Ruling cliques often hold a president in power because they fear a loss of economic benefits or even persecution.

From veteran strongman Robert Mugabe of Zimbabwe to Teodoro Obiang of Equatorial Guinea, ethnic interests underpin governments.

International conditions, meanwhile, have eased the pressure for democratic reform.

The increasingly voracious appetite of China and India for African resources has provided trading partners who analysts say are less fussy about rights abuses.

Washington's concern over the spread of radical Islam in the Horn of Africa and the arid Sahel belt has also encouraged it at times to turn a blind eye to governments and leaders with chequered rights records, analysts say.

"In many ways this is like a return to the Cold War - African countries can play foreign powers off against one another," said Smith.

"Only it is 'Cold War plus'... There are ideological, political and economic interests at stake."

With many African governments relying on foreign aid for much of their budget, observers say donors should use their leverage to encourage reform.

"Easy foreign money is the very basis of bad government here," said Ugandan political commentator Andrew Mwenda.

"If a government depends on resources collected from its own people, it will be forced into dialogue."

The picture is not entirely negative, particularly in southern Africa, where Nelson Mandela's resignation after one term as South Africa's president in 1999 was widely seen as a sign to other leaders to limit their tenure.

In Mozambique and Namibia, veteran leaders quietly stepped aside last year after decades in power. While in Zambia and Malawi, the people rejected attempts to reform the constitution to allow leaders a third term.

South African President Thabo Mbeki also won praise for his decision to step aside after two terms.

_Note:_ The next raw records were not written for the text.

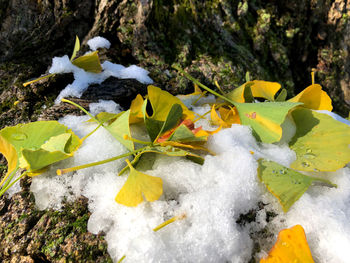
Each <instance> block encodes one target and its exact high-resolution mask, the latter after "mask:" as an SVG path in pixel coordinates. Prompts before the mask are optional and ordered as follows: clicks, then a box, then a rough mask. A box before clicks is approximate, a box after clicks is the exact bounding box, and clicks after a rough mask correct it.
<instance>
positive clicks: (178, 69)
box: [173, 65, 237, 106]
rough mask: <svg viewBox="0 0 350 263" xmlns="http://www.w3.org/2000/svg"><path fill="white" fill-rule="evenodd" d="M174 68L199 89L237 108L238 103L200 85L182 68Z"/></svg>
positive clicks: (193, 78) (216, 92)
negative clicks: (222, 99)
mask: <svg viewBox="0 0 350 263" xmlns="http://www.w3.org/2000/svg"><path fill="white" fill-rule="evenodd" d="M173 68H174V69H176V70H177V71H179V72H180V73H182V74H184V75H185V77H186V78H188V79H189V80H191V81H192V82H193V83H195V84H197V85H198V86H199V87H201V88H203V89H205V90H207V91H209V92H210V93H211V94H213V95H215V96H217V97H219V98H221V99H223V100H225V101H227V102H229V103H231V104H232V105H235V106H236V104H237V103H236V102H233V101H232V100H230V99H229V98H226V97H225V96H223V95H221V94H219V93H217V92H216V91H214V90H212V89H210V88H208V87H207V86H205V85H203V84H202V83H200V82H199V81H198V80H197V79H195V78H194V77H192V76H191V75H190V74H188V73H186V72H185V71H184V70H183V69H181V68H180V67H178V66H176V65H173Z"/></svg>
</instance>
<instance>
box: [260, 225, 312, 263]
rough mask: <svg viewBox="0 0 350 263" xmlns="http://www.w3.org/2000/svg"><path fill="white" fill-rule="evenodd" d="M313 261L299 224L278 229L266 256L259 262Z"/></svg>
mask: <svg viewBox="0 0 350 263" xmlns="http://www.w3.org/2000/svg"><path fill="white" fill-rule="evenodd" d="M294 262H295V263H298V262H300V263H314V260H313V258H312V255H311V251H310V248H309V245H308V243H307V240H306V236H305V231H304V229H303V227H302V226H301V225H296V226H293V227H291V228H289V229H283V230H281V231H280V233H279V234H278V237H277V241H276V243H275V245H274V246H273V248H272V249H271V250H270V252H269V255H268V256H267V258H264V259H261V260H260V263H294Z"/></svg>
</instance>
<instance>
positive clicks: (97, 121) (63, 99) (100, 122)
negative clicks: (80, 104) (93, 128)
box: [61, 99, 101, 124]
mask: <svg viewBox="0 0 350 263" xmlns="http://www.w3.org/2000/svg"><path fill="white" fill-rule="evenodd" d="M61 101H62V102H67V103H69V104H72V105H73V106H75V107H77V108H78V109H80V110H82V111H83V112H84V113H85V114H86V115H88V116H90V118H91V119H93V120H94V121H96V122H97V123H99V124H101V122H99V121H98V120H97V119H96V118H95V117H94V116H93V115H92V114H91V113H90V112H88V111H87V110H85V109H84V108H83V107H82V106H80V105H79V104H77V103H75V102H73V101H70V100H67V99H61Z"/></svg>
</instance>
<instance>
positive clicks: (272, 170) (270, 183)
mask: <svg viewBox="0 0 350 263" xmlns="http://www.w3.org/2000/svg"><path fill="white" fill-rule="evenodd" d="M258 177H259V179H260V180H261V181H262V182H263V183H264V184H265V185H266V187H267V189H268V190H269V191H270V192H271V193H272V194H273V195H274V196H275V197H276V198H277V199H278V201H279V202H280V203H281V205H282V207H283V210H284V211H285V212H287V211H288V210H289V208H290V207H291V206H292V205H293V204H294V203H295V202H296V201H297V200H298V199H299V198H300V197H301V196H302V195H303V194H304V193H305V191H306V190H307V189H308V188H309V187H310V186H311V184H312V183H313V182H317V181H318V182H322V183H325V184H327V185H329V186H335V185H333V184H332V183H331V182H329V181H327V180H325V179H322V178H315V177H311V176H306V175H303V174H301V173H299V172H297V171H294V170H292V169H289V168H287V167H284V166H283V165H280V164H278V163H275V162H272V161H266V160H263V159H260V160H259V168H258Z"/></svg>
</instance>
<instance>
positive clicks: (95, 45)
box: [87, 36, 111, 51]
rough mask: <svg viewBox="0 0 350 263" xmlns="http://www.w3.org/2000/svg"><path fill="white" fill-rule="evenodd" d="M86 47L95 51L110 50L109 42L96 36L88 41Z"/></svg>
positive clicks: (109, 42)
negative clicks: (108, 48)
mask: <svg viewBox="0 0 350 263" xmlns="http://www.w3.org/2000/svg"><path fill="white" fill-rule="evenodd" d="M87 44H88V46H89V47H90V49H91V50H93V51H95V50H97V49H99V48H107V49H108V48H110V46H111V42H109V41H108V40H107V39H105V38H103V37H100V36H97V37H94V38H92V39H90V40H89V41H88V42H87Z"/></svg>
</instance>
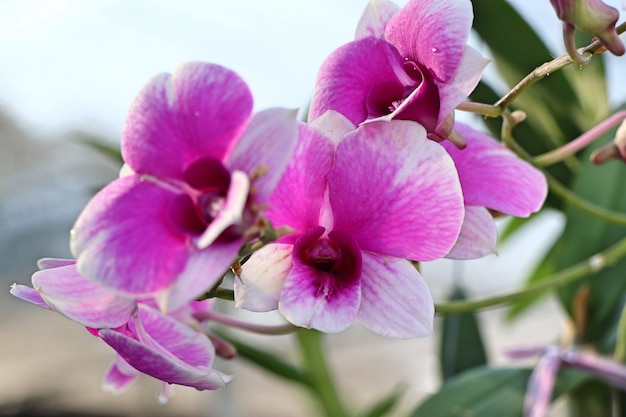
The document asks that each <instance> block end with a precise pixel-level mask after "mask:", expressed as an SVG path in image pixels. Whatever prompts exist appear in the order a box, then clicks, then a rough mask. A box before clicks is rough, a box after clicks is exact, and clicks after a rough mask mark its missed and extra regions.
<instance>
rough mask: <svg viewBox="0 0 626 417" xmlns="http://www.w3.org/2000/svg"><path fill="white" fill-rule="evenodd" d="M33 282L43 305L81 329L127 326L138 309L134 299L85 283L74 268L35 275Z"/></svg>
mask: <svg viewBox="0 0 626 417" xmlns="http://www.w3.org/2000/svg"><path fill="white" fill-rule="evenodd" d="M32 280H33V287H34V288H35V289H36V290H37V291H38V292H39V294H41V297H42V298H43V300H45V302H46V304H48V305H49V306H50V307H52V308H53V309H54V310H55V311H58V312H59V313H61V314H63V315H64V316H66V317H67V318H69V319H70V320H73V321H75V322H78V323H80V324H82V325H83V326H87V327H93V328H104V327H106V328H115V327H119V326H122V325H124V324H126V323H127V322H128V320H130V318H131V317H132V315H133V314H134V312H135V311H136V309H137V303H136V302H135V300H134V299H132V298H129V297H124V296H121V295H119V294H118V293H116V292H115V291H114V290H111V289H109V288H106V287H103V286H101V285H99V284H96V283H95V282H91V281H89V280H87V279H86V278H85V277H83V276H82V275H80V274H79V273H78V271H77V270H76V266H75V265H66V266H60V267H57V268H52V269H44V270H43V271H38V272H35V274H33V278H32Z"/></svg>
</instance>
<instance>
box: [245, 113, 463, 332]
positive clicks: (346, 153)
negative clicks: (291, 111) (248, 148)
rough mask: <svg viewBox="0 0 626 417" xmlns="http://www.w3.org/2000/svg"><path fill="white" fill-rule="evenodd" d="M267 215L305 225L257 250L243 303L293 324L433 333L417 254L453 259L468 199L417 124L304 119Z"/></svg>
mask: <svg viewBox="0 0 626 417" xmlns="http://www.w3.org/2000/svg"><path fill="white" fill-rule="evenodd" d="M269 206H270V208H269V210H268V211H267V212H266V215H267V216H268V218H269V219H270V220H271V221H272V222H273V224H274V225H276V226H282V225H286V226H289V227H291V228H292V229H293V230H294V231H295V232H294V233H293V234H290V235H287V236H284V237H282V238H280V239H279V240H277V241H276V242H274V243H271V244H269V245H267V246H265V247H263V248H262V249H261V250H259V251H257V252H255V253H254V254H253V255H252V256H251V257H250V259H249V260H248V261H247V262H246V263H245V264H244V265H243V266H242V270H241V273H240V276H239V277H238V278H237V279H235V301H236V305H237V306H239V307H243V308H246V309H248V310H253V311H269V310H274V309H279V311H280V312H281V313H282V315H283V316H284V317H285V318H286V319H287V320H288V321H290V322H291V323H293V324H295V325H297V326H301V327H307V328H315V329H318V330H321V331H324V332H339V331H342V330H344V329H345V328H347V327H348V326H349V325H350V324H351V323H352V322H353V321H355V320H356V321H359V322H361V323H363V324H364V325H365V326H367V327H368V328H370V329H371V330H373V331H375V332H377V333H380V334H383V335H386V336H393V337H400V338H411V337H420V336H426V335H429V334H431V332H432V322H433V315H434V306H433V300H432V298H431V295H430V292H429V289H428V287H427V285H426V283H425V282H424V280H423V278H422V277H421V276H420V274H419V272H418V271H417V270H416V269H415V268H414V266H413V265H412V264H411V263H410V262H409V261H407V259H412V260H423V261H426V260H433V259H437V258H440V257H442V256H444V255H445V254H446V253H448V251H449V250H450V249H451V248H452V246H453V245H454V243H455V241H456V240H457V237H458V234H459V230H460V227H461V223H462V221H463V196H462V194H461V188H460V184H459V179H458V176H457V173H456V170H455V168H454V164H453V162H452V159H451V158H450V156H449V155H448V153H447V152H446V151H445V150H444V149H443V148H442V147H441V146H440V145H439V144H437V143H435V142H433V141H430V140H428V139H427V138H426V131H425V130H424V128H423V127H422V126H421V125H419V124H418V123H415V122H411V121H401V120H397V121H392V122H373V123H368V124H365V125H362V126H361V127H359V128H358V129H356V130H355V129H354V125H352V123H351V122H350V121H349V120H347V119H345V118H344V117H343V116H341V115H339V114H338V113H336V112H333V111H330V112H327V113H326V114H325V115H323V116H322V117H320V118H318V119H317V120H316V121H315V122H314V123H313V124H311V125H304V124H303V125H301V126H300V136H299V142H298V145H297V148H296V152H295V154H294V157H293V159H292V161H291V162H290V164H289V166H288V168H287V171H286V172H285V175H284V176H283V178H282V180H281V182H280V183H279V185H278V187H277V189H276V192H275V193H274V195H273V196H272V198H271V199H270V202H269Z"/></svg>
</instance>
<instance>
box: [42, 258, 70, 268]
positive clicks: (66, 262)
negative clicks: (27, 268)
mask: <svg viewBox="0 0 626 417" xmlns="http://www.w3.org/2000/svg"><path fill="white" fill-rule="evenodd" d="M74 264H76V259H59V258H41V259H39V260H38V261H37V268H39V269H51V268H58V267H60V266H66V265H74Z"/></svg>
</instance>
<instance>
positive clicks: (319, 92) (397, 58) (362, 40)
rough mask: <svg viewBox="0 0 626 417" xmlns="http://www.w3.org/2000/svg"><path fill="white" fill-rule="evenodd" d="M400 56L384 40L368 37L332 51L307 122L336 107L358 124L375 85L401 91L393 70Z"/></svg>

Some commentators criticised his failure to groom an heir apparent but others point to Western examples where no such succession is prepared.

"The question of lack of a successor or lack of a designated one is far-fetched. Look at the United States. Can you tell who will succeed George Bush?" said Prince Mashele, senior researcher at Pretoria's Institute of Security Studies.

"The key debate is around respecting the constitution."